Inhoudsopgave
Het jaar 2009 was zowel een Darwinjaar als een Calvijnjaar. De reformator bracht de Bijbel weer onder de aandacht, terwijl Darwin verantwoordelijk lijkt voor het loslaten van de Schrift ten faveure van de wetenschap. Afgelopen jaar was het kinderboek Topnerd Tycho aanleiding voor heel wat debat. Hoe zit met de relatie tussen Bijbel en wetenschap? In dit artikel willen we kijken naar de beperkingen van de wetenschap en hoe we als christenen hier in kunnen staan. Daarbij treed ik in de voetsporen van een belangrijke wetenschapper uit de tijd van Galilei: Johannes Kepler, de man die de waarnemingen van Tycho (Brahe) gebruikte om nieuwe wegen in te slaan, maar die tevens een bijzonder gebed in zijn wetenschappelijke publicaties opnam.
De strijd van Galilei

“Gelovige wetenschappers waren er met de kerkvaders van overtuigd dat de aarde een bol was, net als andere hemellichamen. In ± 240 BC berekende Eratosthenes zelfs al ongeveer de juiste omtrek van de aarde.”

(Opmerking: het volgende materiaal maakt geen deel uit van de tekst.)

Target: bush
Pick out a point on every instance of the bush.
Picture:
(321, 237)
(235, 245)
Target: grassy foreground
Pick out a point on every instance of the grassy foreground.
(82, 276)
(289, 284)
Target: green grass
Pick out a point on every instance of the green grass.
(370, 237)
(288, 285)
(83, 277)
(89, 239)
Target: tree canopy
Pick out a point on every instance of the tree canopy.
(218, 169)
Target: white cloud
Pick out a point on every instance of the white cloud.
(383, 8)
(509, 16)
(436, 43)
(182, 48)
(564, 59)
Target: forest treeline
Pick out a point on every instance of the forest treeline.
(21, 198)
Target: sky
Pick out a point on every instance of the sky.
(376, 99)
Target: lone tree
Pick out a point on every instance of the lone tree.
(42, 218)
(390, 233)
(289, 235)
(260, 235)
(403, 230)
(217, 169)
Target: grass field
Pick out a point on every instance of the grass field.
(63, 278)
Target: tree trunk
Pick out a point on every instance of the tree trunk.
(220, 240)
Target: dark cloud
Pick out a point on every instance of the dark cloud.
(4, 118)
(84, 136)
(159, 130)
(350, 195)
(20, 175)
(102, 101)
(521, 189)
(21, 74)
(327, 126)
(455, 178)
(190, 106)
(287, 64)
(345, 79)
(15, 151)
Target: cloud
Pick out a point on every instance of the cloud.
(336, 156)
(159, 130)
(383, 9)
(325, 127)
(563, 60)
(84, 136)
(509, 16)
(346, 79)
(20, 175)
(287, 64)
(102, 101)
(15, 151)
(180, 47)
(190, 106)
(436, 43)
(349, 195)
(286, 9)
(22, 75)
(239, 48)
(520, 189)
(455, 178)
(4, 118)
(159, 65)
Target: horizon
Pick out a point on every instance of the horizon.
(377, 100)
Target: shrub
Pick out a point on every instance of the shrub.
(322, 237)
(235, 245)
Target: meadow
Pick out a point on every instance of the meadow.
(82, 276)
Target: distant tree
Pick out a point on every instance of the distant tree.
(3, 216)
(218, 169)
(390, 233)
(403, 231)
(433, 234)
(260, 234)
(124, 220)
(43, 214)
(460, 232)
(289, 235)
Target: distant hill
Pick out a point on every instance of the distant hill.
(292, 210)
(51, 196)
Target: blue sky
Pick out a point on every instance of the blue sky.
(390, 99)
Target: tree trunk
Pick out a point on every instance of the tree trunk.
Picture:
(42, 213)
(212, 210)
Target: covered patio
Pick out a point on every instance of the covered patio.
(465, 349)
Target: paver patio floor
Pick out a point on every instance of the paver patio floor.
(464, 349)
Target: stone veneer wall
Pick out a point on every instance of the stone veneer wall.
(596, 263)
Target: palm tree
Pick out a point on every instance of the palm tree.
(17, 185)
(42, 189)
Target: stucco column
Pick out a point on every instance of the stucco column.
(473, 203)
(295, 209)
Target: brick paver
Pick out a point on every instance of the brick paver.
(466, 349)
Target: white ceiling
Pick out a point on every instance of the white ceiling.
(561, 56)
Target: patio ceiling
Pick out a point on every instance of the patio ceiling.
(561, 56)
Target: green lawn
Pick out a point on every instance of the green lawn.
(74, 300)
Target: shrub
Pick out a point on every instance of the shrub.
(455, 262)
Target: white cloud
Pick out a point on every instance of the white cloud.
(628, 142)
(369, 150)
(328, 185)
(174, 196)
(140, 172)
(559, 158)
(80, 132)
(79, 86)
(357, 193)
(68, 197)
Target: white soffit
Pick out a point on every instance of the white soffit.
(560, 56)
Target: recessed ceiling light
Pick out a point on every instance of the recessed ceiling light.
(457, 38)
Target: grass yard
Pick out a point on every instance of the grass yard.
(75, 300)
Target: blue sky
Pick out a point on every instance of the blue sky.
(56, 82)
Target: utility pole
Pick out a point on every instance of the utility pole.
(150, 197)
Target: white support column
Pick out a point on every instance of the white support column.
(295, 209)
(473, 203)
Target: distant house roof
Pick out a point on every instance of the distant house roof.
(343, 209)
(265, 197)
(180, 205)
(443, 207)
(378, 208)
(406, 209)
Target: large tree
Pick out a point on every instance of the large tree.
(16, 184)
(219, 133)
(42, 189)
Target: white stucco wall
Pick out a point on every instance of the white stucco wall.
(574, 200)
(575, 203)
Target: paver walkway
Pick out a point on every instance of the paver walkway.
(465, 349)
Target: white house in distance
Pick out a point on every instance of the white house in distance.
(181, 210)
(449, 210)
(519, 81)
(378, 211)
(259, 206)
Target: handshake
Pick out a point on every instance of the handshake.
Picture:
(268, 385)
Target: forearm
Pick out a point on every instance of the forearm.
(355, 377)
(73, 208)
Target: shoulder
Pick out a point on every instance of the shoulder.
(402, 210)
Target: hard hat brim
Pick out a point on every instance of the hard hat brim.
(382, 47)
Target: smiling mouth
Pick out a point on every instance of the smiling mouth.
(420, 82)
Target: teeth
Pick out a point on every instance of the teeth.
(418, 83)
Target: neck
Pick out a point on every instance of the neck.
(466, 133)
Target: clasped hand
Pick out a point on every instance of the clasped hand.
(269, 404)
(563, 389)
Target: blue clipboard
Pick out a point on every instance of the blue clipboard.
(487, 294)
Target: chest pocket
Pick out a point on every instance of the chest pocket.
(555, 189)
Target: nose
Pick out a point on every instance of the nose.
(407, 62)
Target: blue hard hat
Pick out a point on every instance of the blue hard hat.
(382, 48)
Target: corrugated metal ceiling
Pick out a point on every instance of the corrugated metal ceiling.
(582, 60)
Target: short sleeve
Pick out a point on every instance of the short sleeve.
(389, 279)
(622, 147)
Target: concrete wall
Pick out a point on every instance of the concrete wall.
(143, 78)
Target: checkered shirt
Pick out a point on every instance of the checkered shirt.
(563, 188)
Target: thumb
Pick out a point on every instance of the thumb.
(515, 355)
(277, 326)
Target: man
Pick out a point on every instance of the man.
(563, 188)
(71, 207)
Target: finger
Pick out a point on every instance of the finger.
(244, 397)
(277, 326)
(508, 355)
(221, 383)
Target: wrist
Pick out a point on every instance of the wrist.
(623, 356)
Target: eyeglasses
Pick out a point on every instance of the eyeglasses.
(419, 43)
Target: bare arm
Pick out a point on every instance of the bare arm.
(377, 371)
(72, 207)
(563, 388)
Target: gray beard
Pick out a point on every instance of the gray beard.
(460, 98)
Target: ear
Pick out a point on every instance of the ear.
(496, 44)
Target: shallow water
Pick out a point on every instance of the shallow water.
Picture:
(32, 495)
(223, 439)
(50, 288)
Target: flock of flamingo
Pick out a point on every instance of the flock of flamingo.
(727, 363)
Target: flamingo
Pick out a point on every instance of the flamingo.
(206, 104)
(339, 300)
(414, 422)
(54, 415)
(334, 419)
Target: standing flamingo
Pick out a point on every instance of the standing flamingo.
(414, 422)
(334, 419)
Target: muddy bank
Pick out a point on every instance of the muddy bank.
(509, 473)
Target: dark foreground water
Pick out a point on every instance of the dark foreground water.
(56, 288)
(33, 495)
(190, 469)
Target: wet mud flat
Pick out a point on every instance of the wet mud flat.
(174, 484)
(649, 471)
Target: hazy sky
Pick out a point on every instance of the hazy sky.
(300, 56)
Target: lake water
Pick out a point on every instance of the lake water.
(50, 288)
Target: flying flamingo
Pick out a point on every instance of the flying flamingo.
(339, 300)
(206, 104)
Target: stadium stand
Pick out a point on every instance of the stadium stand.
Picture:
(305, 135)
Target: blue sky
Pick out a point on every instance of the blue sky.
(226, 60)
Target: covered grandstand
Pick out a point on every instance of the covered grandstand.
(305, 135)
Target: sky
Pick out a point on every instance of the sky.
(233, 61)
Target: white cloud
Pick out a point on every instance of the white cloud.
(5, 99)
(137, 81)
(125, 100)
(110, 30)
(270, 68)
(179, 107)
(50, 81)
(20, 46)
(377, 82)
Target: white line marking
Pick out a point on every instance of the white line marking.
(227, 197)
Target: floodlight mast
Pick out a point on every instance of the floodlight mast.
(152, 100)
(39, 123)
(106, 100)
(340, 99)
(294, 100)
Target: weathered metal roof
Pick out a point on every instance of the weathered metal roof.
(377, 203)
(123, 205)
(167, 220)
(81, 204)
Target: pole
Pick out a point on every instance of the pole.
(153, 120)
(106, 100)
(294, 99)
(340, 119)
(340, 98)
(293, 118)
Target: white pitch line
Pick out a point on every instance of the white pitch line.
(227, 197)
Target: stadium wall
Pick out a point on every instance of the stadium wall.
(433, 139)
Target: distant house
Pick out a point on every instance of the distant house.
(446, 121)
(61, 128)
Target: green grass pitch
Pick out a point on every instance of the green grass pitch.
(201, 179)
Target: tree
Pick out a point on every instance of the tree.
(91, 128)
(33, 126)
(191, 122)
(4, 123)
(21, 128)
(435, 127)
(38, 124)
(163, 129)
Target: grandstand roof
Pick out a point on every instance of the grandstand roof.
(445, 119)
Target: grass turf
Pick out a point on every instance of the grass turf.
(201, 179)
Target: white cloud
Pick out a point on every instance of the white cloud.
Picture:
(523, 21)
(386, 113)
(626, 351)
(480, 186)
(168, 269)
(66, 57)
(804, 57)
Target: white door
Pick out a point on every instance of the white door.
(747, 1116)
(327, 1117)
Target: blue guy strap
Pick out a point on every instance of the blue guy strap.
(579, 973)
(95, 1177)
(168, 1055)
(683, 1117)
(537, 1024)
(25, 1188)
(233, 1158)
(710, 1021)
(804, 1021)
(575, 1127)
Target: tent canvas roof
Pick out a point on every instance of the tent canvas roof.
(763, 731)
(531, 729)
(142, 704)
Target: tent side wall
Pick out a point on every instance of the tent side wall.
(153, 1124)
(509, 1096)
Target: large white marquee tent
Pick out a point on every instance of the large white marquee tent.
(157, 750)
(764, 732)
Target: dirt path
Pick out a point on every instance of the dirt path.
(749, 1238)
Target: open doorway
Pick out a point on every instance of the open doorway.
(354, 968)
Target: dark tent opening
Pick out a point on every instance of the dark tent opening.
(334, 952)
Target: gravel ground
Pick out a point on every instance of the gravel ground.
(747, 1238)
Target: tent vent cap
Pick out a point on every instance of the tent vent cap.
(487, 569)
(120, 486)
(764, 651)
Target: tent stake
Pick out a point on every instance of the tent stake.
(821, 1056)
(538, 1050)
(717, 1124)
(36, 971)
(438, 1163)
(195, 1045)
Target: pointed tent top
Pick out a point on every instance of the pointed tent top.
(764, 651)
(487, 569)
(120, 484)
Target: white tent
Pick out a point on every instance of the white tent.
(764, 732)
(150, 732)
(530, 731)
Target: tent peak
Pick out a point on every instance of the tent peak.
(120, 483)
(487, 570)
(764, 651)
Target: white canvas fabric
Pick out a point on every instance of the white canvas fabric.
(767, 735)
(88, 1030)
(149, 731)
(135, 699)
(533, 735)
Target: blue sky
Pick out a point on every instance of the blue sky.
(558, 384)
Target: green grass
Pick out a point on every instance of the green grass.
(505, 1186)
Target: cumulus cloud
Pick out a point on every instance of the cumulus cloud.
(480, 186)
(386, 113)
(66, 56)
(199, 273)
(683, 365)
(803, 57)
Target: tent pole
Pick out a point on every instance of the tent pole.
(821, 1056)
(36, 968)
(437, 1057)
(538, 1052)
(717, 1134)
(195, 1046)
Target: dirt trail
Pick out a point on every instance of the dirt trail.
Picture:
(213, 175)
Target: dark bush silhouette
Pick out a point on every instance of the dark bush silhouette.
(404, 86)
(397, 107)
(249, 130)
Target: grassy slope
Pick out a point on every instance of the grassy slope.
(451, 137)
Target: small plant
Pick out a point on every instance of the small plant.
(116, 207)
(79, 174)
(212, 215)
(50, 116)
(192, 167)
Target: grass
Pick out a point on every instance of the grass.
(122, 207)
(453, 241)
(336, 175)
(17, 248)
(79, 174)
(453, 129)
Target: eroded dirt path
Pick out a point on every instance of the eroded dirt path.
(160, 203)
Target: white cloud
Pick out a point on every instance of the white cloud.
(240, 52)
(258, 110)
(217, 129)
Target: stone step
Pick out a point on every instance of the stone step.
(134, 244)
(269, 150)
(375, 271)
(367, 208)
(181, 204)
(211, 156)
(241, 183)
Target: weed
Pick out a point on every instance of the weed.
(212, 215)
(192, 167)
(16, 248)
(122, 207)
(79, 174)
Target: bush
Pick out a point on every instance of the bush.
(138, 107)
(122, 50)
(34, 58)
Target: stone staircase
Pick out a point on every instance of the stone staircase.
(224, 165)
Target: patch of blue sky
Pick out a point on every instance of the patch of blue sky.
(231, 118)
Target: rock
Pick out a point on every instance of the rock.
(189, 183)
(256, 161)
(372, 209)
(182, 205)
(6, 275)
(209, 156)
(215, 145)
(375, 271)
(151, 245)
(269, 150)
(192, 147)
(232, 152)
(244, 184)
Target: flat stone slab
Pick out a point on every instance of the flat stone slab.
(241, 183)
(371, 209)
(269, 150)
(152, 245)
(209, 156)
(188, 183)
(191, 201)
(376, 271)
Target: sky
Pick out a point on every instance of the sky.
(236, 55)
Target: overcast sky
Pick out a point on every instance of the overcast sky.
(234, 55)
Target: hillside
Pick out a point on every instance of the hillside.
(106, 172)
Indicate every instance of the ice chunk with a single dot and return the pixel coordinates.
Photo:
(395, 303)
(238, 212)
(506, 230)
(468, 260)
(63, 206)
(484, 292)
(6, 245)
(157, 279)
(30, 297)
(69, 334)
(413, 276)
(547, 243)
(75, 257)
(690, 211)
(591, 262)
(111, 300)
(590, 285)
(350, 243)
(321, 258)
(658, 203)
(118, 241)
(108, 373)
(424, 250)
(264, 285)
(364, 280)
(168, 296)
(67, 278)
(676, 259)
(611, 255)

In de 16e en 17e eeuw hield een ander thema de gemoederen bezig: draait de zon om de aarde of draait de aarde om haar eigen as (en in een jaar om de zon)? Ptolemeaus had het model met de aarde in het midden in ± 150 AD wiskundig heel netjes uitgewerkt: de standen van alle zichtbare planeten konden hiermee prima worden berekend. Maar Copernicus stelde in 1543 voor de zon in het midden te plaatsen: op deze manier werden de berekeningen eenvoudiger en natuurlijker. Over de zon schreef hij: wie zou in die prachtige tempel deze lamp op een andere of betere plaats kunnen zetten dan één van waaruit zij alles tegelijkertijd kan verlichten? De Roomse kerk was hiertegen, maar in de eeuw die volgde zou een minderheid van de katholieke en een meerderheid van de protestantse astronomen zijn denkbeelden volgen. Deze strijd werd gekleurd door twee andere kleurrijke figuren. De eerste is Tycho Brahe, die bijzonder nauwkeurige waarnemingen deed en zelf met een tussenoplossing kwam: de zon draait bij hem wel om de aarde (met de maan en de sterren), maar de planeten draaien om de zon. De andere is Galileo Galileï, die hevig in botsing kwam met de Roomse kerk.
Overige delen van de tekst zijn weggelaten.